Pippy Houldsworth Gallery is delighted to present Old Rope, a group show curated by artist Polly Morgan, from 11 July to 30 August 2014. Bringing together work by Susan Collis, Martin Creed, Tracey Emin, Boo Saville, Amba Sayal-Bennett and Sue Webster, Morgan wishes to explore how each of these artists engages with the term ‘Money for Old Rope’. The expression is said to come from a time when old ropes were picked apart for their frayed fibres and reused for caulking or stuffing mattresses. Another reading of this expression dates back to public executions when souvenir hunters would pay for pieces of a used noose transformed by its association with an infamous criminal.
Essentially, the expression means to make money or an easy profit by selling something which is perceived as seemingly worthless. Discussing the premise of the show, Morgan explains ‘I am interested in alchemical artists who see value where others see waste, who re-purpose the disposed-of or the disposable, or construct something new out of something old. As a whole, I think it could raise interesting questions about how we assign value to things, be it through function, age or simply proximity to fame.’
Winner of the Turner Prize in 2001, Martin Creed explores the connections between art and the everyday. For this exhibition, Creed’s Work No. 1286 comprises a white pyramid erected from stacked toilet rolls, recently seen as part of his survey show What’s the point of it? at Hayward Gallery, London. Made according to a pre-determined system, the work manifests Creed’s obsessive interest in visual patterning and systems of order in Minimalist and Conceptual art. Maximising on the visual appeal of repetition, the artist invites the viewer to reconsider the value of even the most banal of objects.
Characterised by confessional, and often profane, accounts of day-to-day life, Tracey Emin’s work presents an unfiltered portrayal of her identity as a woman. Amassing relics of personal significance, Emin's use of autobiographical materials lends her work a raw sensitivity. The artist’s deployment of text, often in the form of her inimitable handwriting, introduces a distinct narrative to her work. For the exhibition, Emin has selected a monoprint from 1998 which features the artist’s scrawling script. Printed on a piece of stained Holiday Inn stationary, the work manifests the premise of Morgan’s brief; cursed with the Midas touch, Emin brands anything she touches with commercial and artistic value. Here, the autobiographical becomes the autographical.

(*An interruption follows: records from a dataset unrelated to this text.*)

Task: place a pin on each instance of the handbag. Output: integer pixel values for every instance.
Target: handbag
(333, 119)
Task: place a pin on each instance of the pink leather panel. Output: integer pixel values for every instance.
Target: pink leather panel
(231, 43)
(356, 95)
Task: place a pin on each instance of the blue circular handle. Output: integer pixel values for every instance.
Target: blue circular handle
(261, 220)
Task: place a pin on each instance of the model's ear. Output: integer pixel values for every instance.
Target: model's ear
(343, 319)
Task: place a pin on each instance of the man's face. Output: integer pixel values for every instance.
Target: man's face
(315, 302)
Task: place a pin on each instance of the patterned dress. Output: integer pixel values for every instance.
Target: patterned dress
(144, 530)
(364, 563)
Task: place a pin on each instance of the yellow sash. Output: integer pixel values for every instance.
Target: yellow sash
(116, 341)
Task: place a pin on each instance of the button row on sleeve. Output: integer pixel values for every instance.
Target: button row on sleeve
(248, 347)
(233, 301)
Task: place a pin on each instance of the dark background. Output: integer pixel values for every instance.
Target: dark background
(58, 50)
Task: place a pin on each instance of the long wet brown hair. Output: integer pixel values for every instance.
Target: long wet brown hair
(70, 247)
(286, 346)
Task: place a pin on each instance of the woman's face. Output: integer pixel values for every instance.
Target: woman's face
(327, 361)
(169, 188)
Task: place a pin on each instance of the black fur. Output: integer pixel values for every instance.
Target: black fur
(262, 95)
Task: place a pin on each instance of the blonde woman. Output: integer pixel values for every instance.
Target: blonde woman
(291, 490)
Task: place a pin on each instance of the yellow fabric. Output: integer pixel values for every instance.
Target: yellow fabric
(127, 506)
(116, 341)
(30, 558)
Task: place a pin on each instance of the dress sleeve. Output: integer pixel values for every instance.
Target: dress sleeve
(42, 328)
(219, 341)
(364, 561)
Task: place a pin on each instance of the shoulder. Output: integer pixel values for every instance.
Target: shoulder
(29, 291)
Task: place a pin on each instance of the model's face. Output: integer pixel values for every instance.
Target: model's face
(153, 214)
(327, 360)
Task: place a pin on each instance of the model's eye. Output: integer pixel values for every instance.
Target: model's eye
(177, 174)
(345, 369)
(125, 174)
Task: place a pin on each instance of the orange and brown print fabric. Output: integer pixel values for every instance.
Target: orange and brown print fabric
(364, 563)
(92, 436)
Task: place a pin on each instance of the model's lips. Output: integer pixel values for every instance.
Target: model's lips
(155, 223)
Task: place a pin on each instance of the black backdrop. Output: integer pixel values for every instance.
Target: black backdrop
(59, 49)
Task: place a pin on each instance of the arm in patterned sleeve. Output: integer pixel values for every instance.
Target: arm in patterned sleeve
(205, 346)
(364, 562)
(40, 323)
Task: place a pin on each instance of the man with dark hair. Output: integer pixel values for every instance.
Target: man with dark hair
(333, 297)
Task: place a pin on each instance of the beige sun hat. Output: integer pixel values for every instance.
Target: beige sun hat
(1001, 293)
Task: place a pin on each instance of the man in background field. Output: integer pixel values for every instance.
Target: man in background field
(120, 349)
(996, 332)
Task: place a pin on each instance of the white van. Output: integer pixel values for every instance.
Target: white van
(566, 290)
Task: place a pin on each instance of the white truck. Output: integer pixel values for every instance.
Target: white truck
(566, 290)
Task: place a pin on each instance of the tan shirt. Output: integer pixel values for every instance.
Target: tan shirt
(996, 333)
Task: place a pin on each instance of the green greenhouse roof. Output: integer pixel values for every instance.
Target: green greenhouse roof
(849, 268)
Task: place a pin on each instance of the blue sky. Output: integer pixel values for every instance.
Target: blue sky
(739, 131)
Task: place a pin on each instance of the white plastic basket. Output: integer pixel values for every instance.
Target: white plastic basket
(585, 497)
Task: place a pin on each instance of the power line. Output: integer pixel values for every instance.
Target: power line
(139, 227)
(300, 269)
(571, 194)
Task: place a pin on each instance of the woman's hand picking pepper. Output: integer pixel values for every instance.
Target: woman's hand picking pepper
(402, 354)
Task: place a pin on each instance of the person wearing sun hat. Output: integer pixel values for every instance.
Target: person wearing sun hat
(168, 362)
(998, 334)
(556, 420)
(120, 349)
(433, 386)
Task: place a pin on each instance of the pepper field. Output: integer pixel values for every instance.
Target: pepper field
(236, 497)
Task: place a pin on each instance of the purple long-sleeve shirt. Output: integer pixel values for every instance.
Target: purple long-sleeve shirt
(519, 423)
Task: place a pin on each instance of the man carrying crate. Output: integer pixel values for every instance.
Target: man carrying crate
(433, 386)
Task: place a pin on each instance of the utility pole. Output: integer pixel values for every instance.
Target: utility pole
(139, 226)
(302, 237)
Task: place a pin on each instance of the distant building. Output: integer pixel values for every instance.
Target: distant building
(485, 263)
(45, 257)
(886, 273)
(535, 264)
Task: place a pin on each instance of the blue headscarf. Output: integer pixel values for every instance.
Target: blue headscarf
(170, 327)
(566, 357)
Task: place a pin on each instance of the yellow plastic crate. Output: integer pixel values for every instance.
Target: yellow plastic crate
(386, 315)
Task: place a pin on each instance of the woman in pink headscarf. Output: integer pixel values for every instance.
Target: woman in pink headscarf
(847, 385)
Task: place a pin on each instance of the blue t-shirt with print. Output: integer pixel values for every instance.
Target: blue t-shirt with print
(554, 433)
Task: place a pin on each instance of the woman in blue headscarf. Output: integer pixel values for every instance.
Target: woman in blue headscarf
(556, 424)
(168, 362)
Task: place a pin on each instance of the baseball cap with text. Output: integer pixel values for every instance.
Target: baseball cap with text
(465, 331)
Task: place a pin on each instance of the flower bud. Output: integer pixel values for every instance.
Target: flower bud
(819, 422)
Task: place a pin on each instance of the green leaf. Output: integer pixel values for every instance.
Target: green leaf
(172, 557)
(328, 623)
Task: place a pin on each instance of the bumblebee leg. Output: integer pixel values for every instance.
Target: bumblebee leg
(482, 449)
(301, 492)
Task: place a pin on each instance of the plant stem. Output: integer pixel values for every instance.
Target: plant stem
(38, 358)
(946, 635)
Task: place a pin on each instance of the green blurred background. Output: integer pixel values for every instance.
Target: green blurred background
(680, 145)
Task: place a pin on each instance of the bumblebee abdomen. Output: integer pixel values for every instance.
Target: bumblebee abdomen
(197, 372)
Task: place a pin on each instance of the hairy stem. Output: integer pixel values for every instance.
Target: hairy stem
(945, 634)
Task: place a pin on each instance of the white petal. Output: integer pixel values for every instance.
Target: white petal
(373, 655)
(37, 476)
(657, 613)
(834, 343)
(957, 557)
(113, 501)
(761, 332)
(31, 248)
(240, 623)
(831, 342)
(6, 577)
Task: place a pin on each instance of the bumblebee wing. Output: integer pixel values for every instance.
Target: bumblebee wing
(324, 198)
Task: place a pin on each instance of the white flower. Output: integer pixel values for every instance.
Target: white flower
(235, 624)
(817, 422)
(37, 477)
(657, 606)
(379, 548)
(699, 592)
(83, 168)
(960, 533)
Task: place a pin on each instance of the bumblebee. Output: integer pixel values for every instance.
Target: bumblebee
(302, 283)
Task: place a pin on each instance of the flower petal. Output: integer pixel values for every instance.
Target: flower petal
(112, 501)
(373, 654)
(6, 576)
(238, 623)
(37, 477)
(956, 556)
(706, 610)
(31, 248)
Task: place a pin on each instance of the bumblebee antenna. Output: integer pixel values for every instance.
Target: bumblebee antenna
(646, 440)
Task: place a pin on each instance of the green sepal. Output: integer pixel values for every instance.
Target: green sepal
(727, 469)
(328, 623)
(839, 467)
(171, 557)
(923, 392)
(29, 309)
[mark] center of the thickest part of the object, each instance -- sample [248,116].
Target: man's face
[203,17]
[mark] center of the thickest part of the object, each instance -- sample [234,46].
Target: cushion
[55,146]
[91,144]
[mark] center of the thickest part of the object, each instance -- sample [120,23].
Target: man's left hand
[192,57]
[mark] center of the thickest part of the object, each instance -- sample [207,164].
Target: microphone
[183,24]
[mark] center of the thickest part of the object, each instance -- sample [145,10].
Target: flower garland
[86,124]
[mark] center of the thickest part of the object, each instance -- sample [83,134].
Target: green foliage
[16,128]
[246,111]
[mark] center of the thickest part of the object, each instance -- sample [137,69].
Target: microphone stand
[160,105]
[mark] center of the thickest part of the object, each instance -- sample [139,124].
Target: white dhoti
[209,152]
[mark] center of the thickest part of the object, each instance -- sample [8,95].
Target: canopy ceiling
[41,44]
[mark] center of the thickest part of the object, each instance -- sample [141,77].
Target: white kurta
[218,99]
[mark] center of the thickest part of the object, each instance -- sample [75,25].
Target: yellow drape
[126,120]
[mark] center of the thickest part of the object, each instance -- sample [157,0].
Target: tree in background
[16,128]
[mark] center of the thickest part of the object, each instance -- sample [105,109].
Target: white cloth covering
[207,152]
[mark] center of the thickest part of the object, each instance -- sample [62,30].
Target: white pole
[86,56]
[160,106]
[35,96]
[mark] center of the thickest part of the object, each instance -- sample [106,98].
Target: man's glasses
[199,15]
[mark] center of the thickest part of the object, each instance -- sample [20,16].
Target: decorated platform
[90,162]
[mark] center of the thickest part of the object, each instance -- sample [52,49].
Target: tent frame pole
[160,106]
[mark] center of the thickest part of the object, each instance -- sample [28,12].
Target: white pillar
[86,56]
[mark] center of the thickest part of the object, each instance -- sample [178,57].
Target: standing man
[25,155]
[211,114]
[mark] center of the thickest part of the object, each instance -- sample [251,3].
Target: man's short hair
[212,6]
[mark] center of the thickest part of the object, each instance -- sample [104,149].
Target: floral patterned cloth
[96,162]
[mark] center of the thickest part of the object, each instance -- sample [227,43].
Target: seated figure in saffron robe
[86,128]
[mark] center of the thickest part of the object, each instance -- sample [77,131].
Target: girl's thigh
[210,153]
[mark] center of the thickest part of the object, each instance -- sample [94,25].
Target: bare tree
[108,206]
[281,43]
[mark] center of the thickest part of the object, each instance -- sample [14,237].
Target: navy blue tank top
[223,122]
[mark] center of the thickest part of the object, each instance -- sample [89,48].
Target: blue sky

Pippy Houldsworth Gallery is very proud to be presenting Sue Webster’s first work as a soloist. Webster explains ‘It's an 'unpicking' of an old but classic Tim Noble and Sue Webster neon that has been re-jumbled into something new – essentially, I've taken something representational and transformed it into something abstract.’ Tim Noble and Sue Webster are best known for their transformative sculptures; constructed out of piles of discarded waste, light is pointed onto the assemblages to create projected shadows which resemble recognisable forms.
Formulating her own visual vernacular, Amba Sayal-Bennett’s work destabilises common conventions of communication. Reclaiming everyday materials from scrap yards and the roadside, Sayal-Bennett reformulates objects and uses them as lexical units within her work. Beginning with futuristic, architectural drawings made using ProMarker pens, the artist translates these 2-D structures into real space by identifying physical objects which have the same formal qualities as in her drawings. By bringing these objects together within specific arrangements, Sayal-Bennett creates a sort of visual syntax by generating meaning out of seemingly disparate ‘things’.
Typically used for quick scrawls or meaningless doodles, Boo Saville elevates the humble status of the ballpoint pen by creating vibrant, monochromatic drawings. Using coloured biros, Saville has made three abstract works for the show which refute any association with writing or representation. Discussing her practice, Saville explains that ‘working with ballpoint pens, I have developed a technique of making intense colour field drawings which bridge a gap for me between drawing and painting. In recent years I have found myself eliminating imagery and moving away from gesture in order to suggest pure form in the vibrating mass of colour, attempting to erase the idea of a mark and considering the mass as a whole. They are simple works, which are concerned with colour, surface and shape.’
Working with traditional craft techniques, Susan Collis subverts modes of visual perception through the manipulation of everyday objects. In the exhibition, what at first appears to be an art handler’s packing blanket is in fact a precious piece of material embroidered with cashmere, silk and gold thread. Upon recognising the unorthodox materials with which the work was fabricated, the viewer becomes aware of the object’s underlying physical and conceptual value. In an exhibition that centres on the idea of finding value in the disposable, Collis’ concealing of the precious provides an interesting antithesis to the rest of the works in the show.